For an explanation of how laptop delivery was hypothetically supposed to work, see How laptop delivery works.

Note from the Author(s)

This page contains both incomplete and inaccurate information. Heroic attempts have been made to verify what's here and fill in the gaps, but in many cases the information should be considered little more than educated guesswork. (For an example of misuse of the information given here - a lazy journalist taking speculation and supposition here and reporting it as if it were verified fact - see articles such as this one at [Ars Technica]. )

In particular, note that the main author of the current page, User:Thatseattleguy, has no official contact or sources of information within OLPC or any of its contractors. In light of this, nothing here should be taken to represent the official position of OLPC, nor should the lack of response from OLPC to anything here be taken to mean they believe it to be accurate. Keep this in mind as you read.

Please make sure edits and additions you have to offer confirm to the topic at hand: the current OLPC laptop delivery systems, how they may go awry, and general responses of Give One Get One donors to these problems. Venting, discussion of individual circumstances, or instructions to OLPC or its contractors belong in the community forums or in other wiki pages.

Finally, note that OLPC itself is hosting this page and making the user-editable wiki it is part of freely available to all. In doing so, it permits content both here and elsewhere that is critical of itself and its decisions. The author believes the willingness of the organization to provide such a forum should be taken into account in any discussion of its openness, transparency, and commitment to community.


Potential causes of shipping delays and "lost" orders

Some PayPal orders received duplicate confirmation numbers

As an affected customer, I noticed this when using the OLPC tracking page at <http://64.34.176.239/laptop_giving/index.html>

If I entered my eMail address it reported my shipment was delayed or "in the queue". If I entered the confirmation number from my OLPC confirmation eMail, it produced a FedEx tracking number showing "my" system delivered hundreds of miles from here, months ago.

According to the Donor Services Hotline at 800-201-7144, a number of PayPal orders were discovered with duplicate confirmation numbers, and the second digit was changed to a '1' to create a new unique number - apparently without notifying the recipient.
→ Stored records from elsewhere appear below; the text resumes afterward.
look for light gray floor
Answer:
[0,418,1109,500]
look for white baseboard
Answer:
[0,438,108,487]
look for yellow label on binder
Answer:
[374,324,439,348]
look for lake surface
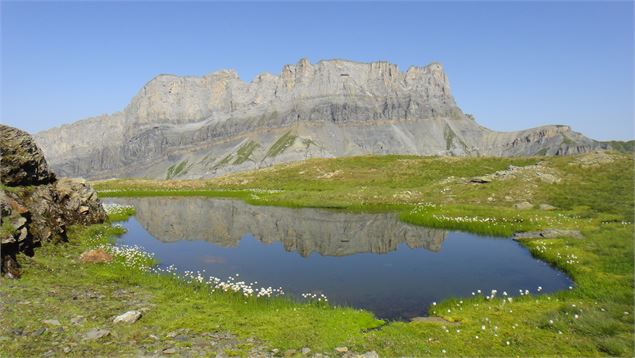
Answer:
[112,197,572,319]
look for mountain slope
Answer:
[36,59,601,178]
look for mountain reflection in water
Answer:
[127,198,447,257]
[114,197,571,319]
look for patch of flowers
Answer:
[102,203,135,215]
[97,245,154,271]
[301,292,329,302]
[158,265,285,297]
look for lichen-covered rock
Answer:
[0,124,55,186]
[0,125,106,278]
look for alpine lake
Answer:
[109,197,573,320]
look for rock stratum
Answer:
[35,59,606,179]
[0,124,106,277]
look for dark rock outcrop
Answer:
[0,125,106,277]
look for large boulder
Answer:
[0,125,106,277]
[0,124,55,186]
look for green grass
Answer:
[6,154,635,356]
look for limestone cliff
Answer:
[113,198,447,256]
[0,125,106,277]
[36,59,601,178]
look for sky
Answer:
[0,1,635,140]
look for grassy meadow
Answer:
[0,153,635,356]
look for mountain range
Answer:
[35,59,606,179]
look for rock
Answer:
[31,327,46,337]
[512,229,584,240]
[112,311,141,324]
[42,319,62,326]
[470,175,494,184]
[84,328,110,340]
[36,60,605,179]
[71,316,86,325]
[79,249,112,264]
[539,204,557,211]
[0,124,55,186]
[514,201,534,210]
[538,173,560,184]
[0,125,106,278]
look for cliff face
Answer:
[36,59,600,178]
[0,125,106,277]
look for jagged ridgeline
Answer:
[36,59,608,179]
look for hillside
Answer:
[36,59,605,179]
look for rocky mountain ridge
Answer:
[35,59,602,178]
[0,124,106,277]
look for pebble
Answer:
[71,316,86,325]
[113,311,141,324]
[84,328,110,340]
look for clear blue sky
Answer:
[0,1,633,140]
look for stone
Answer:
[36,59,606,179]
[112,310,141,324]
[514,201,534,210]
[538,173,560,184]
[84,328,110,340]
[71,316,86,325]
[42,319,62,326]
[0,124,55,186]
[538,204,557,211]
[512,229,584,240]
[470,175,494,184]
[0,125,106,278]
[79,249,112,264]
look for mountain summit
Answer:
[35,59,601,178]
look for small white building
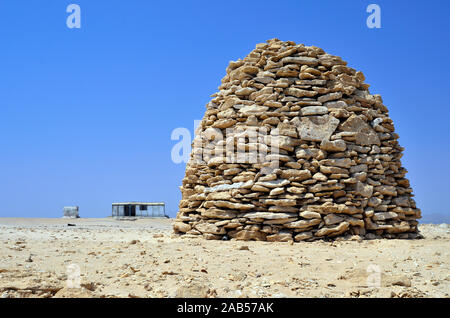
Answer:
[112,202,167,218]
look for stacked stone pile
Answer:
[174,39,420,241]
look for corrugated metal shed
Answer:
[63,206,80,218]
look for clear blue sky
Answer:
[0,0,450,221]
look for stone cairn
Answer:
[174,39,421,242]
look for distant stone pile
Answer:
[174,39,421,241]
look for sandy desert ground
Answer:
[0,218,450,298]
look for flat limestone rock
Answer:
[297,115,339,142]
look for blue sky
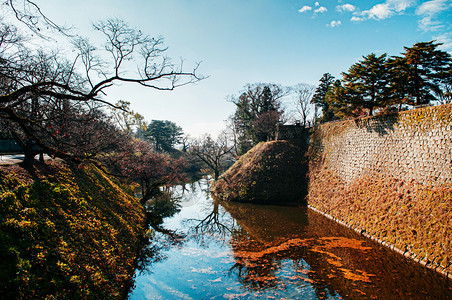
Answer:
[15,0,452,136]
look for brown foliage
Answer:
[212,141,307,203]
[308,168,452,272]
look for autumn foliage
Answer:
[212,141,307,203]
[0,163,145,299]
[308,166,452,272]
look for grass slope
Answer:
[0,163,145,299]
[212,141,307,204]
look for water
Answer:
[129,181,452,299]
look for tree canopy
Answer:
[230,83,288,153]
[0,6,203,166]
[144,120,183,152]
[318,41,452,122]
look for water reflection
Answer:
[129,181,452,299]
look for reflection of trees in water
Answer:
[225,203,452,299]
[229,235,337,299]
[184,186,237,246]
[137,190,185,273]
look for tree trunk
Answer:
[23,140,36,169]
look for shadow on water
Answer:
[224,203,452,299]
[129,181,452,299]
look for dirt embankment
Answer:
[0,163,145,299]
[212,141,308,204]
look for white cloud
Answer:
[416,0,452,31]
[418,16,444,31]
[386,0,416,12]
[314,6,328,14]
[336,3,356,12]
[416,0,448,16]
[356,0,416,20]
[326,21,342,28]
[361,3,394,20]
[350,16,364,22]
[298,5,312,12]
[434,33,452,53]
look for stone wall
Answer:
[308,105,452,274]
[315,105,452,184]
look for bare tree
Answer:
[294,83,315,127]
[0,5,203,166]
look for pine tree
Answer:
[342,53,390,116]
[392,41,452,105]
[311,73,334,122]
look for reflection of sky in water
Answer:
[129,181,452,299]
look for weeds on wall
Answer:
[0,163,145,299]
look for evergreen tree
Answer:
[392,41,452,105]
[342,53,389,116]
[230,83,287,153]
[144,120,183,152]
[311,73,334,122]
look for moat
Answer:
[129,180,452,299]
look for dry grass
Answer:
[0,163,145,299]
[212,141,307,204]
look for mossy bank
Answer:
[212,141,308,204]
[0,162,145,299]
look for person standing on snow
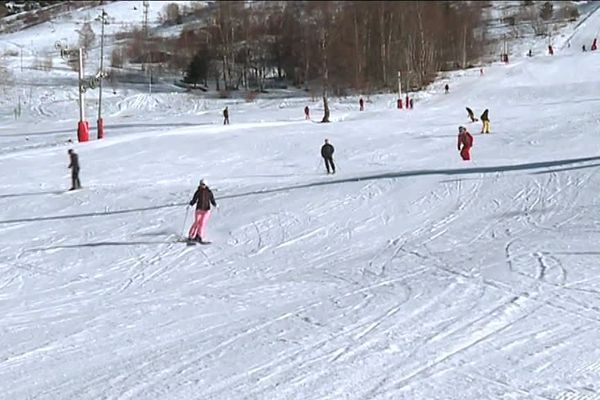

If I use "710004...." instead of "700004...." on the tracking page, the response agrees with that for my eMail address. It remains to be seen if an XO is really in the queue for me...

It arrived! By USPS PriorityMail, with Delivery Confirmation, from Brightstar, with "PO: 710004....". The OLPC tracking site says, "Your order has been shipped. A tracking number is not available at this time." Apparently they don't get the USPS confirmation numbers.

The shipping address contained more than one address line

A severe bug in order fulfillment software written for the G1G1 program by OLPC (or its contractors) caused the shipping addresses of many Give One Get One donors who paid via Paypal and other indirect means to be truncated in the customer service and shipping databases. This happened if the street address had more than one line - as, for example, anyone who tried to ship to their work address "care of" their company's name. This apparently affected a huge number of donor's orders.

For example, a hypothetical G1G1 Donor "Nick" might have had his normal work address transmitted from Paypal to OLPC as:

Nick Blancoputty
c/o Laptops Aren't Us, Inc
1234 Scrod Lane
Boston, MA 10506

But in OLPC database, as originally sent to PatriotLLC, their order processing and customer service contractor, and therefore in the actual database that Brightstar is attempting to ship from - it would have been recorded only as:

Nick Blancoputty
c/o Laptops Aren't Us, Inc
Boston, MA 10506

...which obviously is not a valid shipping address. The problem can also manifest in other ways, more subtle. For example, an original address like:

Maria Lee Jetson
4567 Pixel Place
Building 4, Apartment 123C
Chicago, IL 60609

...would have been recorded as simply::

Maria Lee Jetson
4567 Pixel Place
Chicago, IL 60609

While this last address likely will pass validation as "shippable", it's missing vital information (building, apartment, or suite number; or corporate mail stop number). This may cause the package to be lost, or rejected, as the simple street address alone could reference be a high rise apartment or office building with hundreds of tenants.

Donors affected by this issue have little recourse other than to contact PatriotLLC to attempt to get a shippable address in the system. There have been reports that this process has been successful for some, but not for the majority, of those in this category.


Internal OLPC and contractor database errors may have lost order updates

The databases at one or more of OLPC itself, OLPC customer service (Patriot) and/or the shipper (Brighstar's) databases are known to have internal integrity issues, such that order changes - most importantly, corrected shipping addresses - may be overwritten or dropped by subsequent updates or syncronization activities. (The databases are reportedly based on Microsoft SQL Server, but would be controlled and populated with custom programming by OLPC, Patriot and Brightstar).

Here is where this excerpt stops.